Given: ABCD is a kite, so, AD = DC and AB = BC. The diagonals of the kite intersect at point O.

∠ABO = 25° and ∠OCD = 40°

(i) In triangle AOB, we know that the diagonals of the kite are perpendicular to each other at point O.

⇒ ∠AOB = 90°

Sum of all angles in triangle is 180°.

⇒ ∠AOB + ∠ABO + ∠BAO = 180°

⇒ 90° + 25° + ∠BAO = 180°

⇒ 115° + ∠BAO = 180°

⇒ ∠BAO = 180° - 115°

⇒ ∠BAO = 65°

Since AB = AC (because ABCD is a kite), we have:

⇒ ∠BCO = ∠BAO = 65°

In triangle ABC, the sum of the angles is 180°.

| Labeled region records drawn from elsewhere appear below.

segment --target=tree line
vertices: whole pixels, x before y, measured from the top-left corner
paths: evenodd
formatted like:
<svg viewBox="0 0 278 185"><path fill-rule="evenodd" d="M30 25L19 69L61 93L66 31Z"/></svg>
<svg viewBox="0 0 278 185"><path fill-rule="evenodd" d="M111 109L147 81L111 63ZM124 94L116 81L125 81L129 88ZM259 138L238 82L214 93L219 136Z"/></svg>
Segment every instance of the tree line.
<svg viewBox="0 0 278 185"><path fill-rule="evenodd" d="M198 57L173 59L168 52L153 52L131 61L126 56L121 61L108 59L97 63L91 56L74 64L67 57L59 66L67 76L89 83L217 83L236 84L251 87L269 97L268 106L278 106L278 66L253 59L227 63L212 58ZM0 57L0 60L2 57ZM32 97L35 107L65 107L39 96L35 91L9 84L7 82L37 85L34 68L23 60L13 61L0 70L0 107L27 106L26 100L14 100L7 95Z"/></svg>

⇒ ∠ABC + ∠BCA + ∠BAC = 180°

⇒ ∠ABC + 65° + 65° = 180°

⇒ ∠ABC + 130° = 180°

⇒ ∠ABC = 180° - 130°

⇒ ∠ABC = 50°

Hence, ∠ABC = 50°.

(ii) In triangle ADC, we know that AD = DC (because ABCD is a kite), so the angles opposite these equal sides are equal.

⇒ ∠DAC = ∠ACD

We are given that ∠OCD = 40° and since the diagonals bisect the angles at C, we have:

∠ACD = ∠OCD = 40°

Now, using the sum of angles in triangle ADC:

⇒ ∠DAC + ∠ACD + ∠ADC = 180°

⇒ 40° + 40° + ∠ADC = 180°

⇒ 80° + ∠ADC = 180°

⇒ ∠ADC = 180° - 80°

⇒ ∠ADC = 100°

Hence, ∠ADC = 100°.

(iii) In triangle BAD,

∠BAD = ∠BAO + ∠OAD

From earlier, we found: ∠BAO = 65°

Since AD = DC (because ABCD is a kite), the angle bisector of ∠ADC divides it into two equal parts:

∠OAD = ∠ACD = 40°

∠BAD = 65° + 40° = 105°

Hence, ∠BAD = 105°.